A Sapataria Bitar é uma das mais antigas de Campinas, se não a mais longeva. Seu Abdala tinha 13 anos quando iniciou no ofício de sapateiro, na cidade de Nuporanga, região de Ribeirão Preto. E 82 anos depois de ter ingressado na profissão, ele ainda lembra de seu mentor, Vicente Ambrósio, o homem que sabia tudo sobre calçados.

Quando a prática já estava dominada, oito anos depois, seu Abdala se mudou para Campinas, onde seguiu com o trabalho no Centro da cidade. Não foi difícil encontrar freguesia e decidir que essa era a cidade em que viveria para sempre.
“Eu abri uma sapataria perto do Timoteo Barreiro, mas quando foram alargar a Francisco Glicério, o imóvel foi demolido e eu me mudei aqui para o Castelo, de onde nunca mais saí”, recorda. A maior parte do tempo o comércio funcionou na rua Orando Carpino e mais recentemente se transferiu para a rua Pereira Tangerino, onde dividia espaço com uma agência de turismo pertencente à família.
Até quatro anos atrás, seu Abdala ainda ajudava nos consertos e no atendimento aos clientes, e nos últimos 15 anos, ganhou a valiosa ajuda do neto Anderson Lulu Bitar – um dos poucos que consideraram fazer do ofício de sapateiro uma ocupação principal.
Ele tocou a sapataria quando o avô sentiu o peso do trabalho e dos anos. Ampliou o comércio de produtos de couro, como carteiras e cintos, porém, sozinho não conseguiu atender à demanda principal de consertar calçados e malas.

Mão de obra
Noeli Seregatti, nora de seu Abdala, conta que os últimos anos foram especialmente difíceis. Não havia proposta de trabalho que encantasse os candidatos. Cerzir, costurar, colar e rejuvenescer sapatos rodados eram tarefas pouco atraentes aos olhos dos que respondiam às ofertas de emprego. Nem o salário inicial de R$ 4 mil, na média, colaborava com a missão.
“Consegui treinar e ensinar o ofício a alguns, mas eles logo desistiram. Quem ficou mais tempo com a gente e entendeu o valor dessa profissão, saiu e iniciou um negócio por conta. Os sapateiros estão acabando, ninguém mais quer realizar esse trabalho que sustentou minha família e me deu tantas alegrias”, lamenta seu Abdala.
“Chegamos até a oferecer trabalho para pessoas que pediam ajuda nos semáforos. Oferecíamos um bom salário, registro e estabilidade, mas nem assim tivemos sorte. Ouvi de alguns que eles ganhavam mais nos sinais, onde tinham possibilidade de ‘trabalhar’ quando quisessem”, recorda Noeli.
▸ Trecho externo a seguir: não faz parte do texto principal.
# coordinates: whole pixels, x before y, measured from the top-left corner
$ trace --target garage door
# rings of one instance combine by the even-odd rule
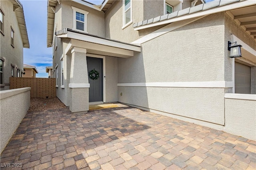
[[[235,62],[235,93],[250,94],[251,68],[250,66]]]

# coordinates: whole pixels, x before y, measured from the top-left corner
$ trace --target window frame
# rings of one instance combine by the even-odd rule
[[[130,10],[130,20],[127,24],[125,24],[125,14],[126,12],[129,10]],[[132,0],[130,0],[130,6],[128,8],[127,10],[125,10],[125,0],[123,0],[123,26],[122,27],[122,29],[124,29],[125,28],[132,23]]]
[[[61,71],[61,85],[60,87],[62,88],[64,88],[64,61],[63,60],[64,57],[63,55],[60,58],[60,69]]]
[[[172,7],[172,12],[171,12],[171,13],[172,13],[172,12],[173,12],[173,6],[171,6],[171,5],[170,5],[170,4],[168,4],[167,2],[165,2],[165,9],[164,10],[165,11],[165,14],[167,14],[167,6],[168,6],[170,7]],[[171,13],[168,13],[168,14],[171,14]]]
[[[14,31],[11,26],[11,45],[14,47]]]
[[[17,77],[20,77],[20,69],[19,68],[17,68]]]
[[[76,31],[82,32],[85,33],[88,33],[87,32],[87,15],[89,14],[89,12],[86,11],[85,11],[81,9],[78,8],[77,8],[74,7],[74,6],[71,6],[72,9],[73,10],[73,30]],[[84,15],[84,30],[78,30],[76,29],[76,12],[79,12],[81,14],[83,14]],[[78,21],[81,22],[81,21]]]
[[[3,85],[4,84],[4,61],[5,60],[2,57],[0,58],[0,61],[1,61],[2,62],[2,76],[0,77],[0,79],[2,80],[2,82],[0,82],[0,84],[1,85]],[[0,70],[0,72],[1,71]]]
[[[4,12],[3,11],[3,10],[2,10],[2,9],[0,8],[0,12],[1,12],[1,13],[2,13],[2,14],[3,16],[3,21],[2,21],[2,30],[1,30],[1,28],[0,27],[0,32],[1,32],[1,33],[2,33],[2,34],[4,36]]]

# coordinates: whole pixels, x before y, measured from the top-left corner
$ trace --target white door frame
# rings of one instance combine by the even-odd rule
[[[86,53],[86,57],[93,57],[95,58],[100,58],[103,59],[103,68],[102,68],[102,75],[103,76],[103,79],[102,79],[102,88],[103,92],[102,95],[103,95],[103,103],[106,102],[106,56],[99,55],[96,54],[88,54]],[[89,78],[89,77],[88,77]],[[102,102],[89,102],[89,105],[97,105],[99,104],[102,104]]]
Essa é uma profissão desinteressante aos olhos dos mais jovens, crê Noeli. “A área de trabalhos manuais já não é mais atrativa. Sem contar que as pessoas compram calçados de qualidade inferior, descartáveis, nem compensa arrumar”.
Para quem ou 82 anos em uma sapataria, o motivo pelo qual ninguém mais se interessa pelo ofício é um mistério. “Veja só, os barbeiros ainda existem, as manicures também, mas quase não tem mais sapateiros!”
No dia 21 de abril, seu Abdala irá completar 96 anos, já sem o comércio com o qual formou família. Na loja, observa os últimos movimentos e tenta ajudar na revenda das máquinas de costura e equipamentos com os quais construiu uma história de vida. Sapateiro desde os 13 anos de idade, Abdala Bitar esvazia prateleiras e aquece as memórias de Campinas.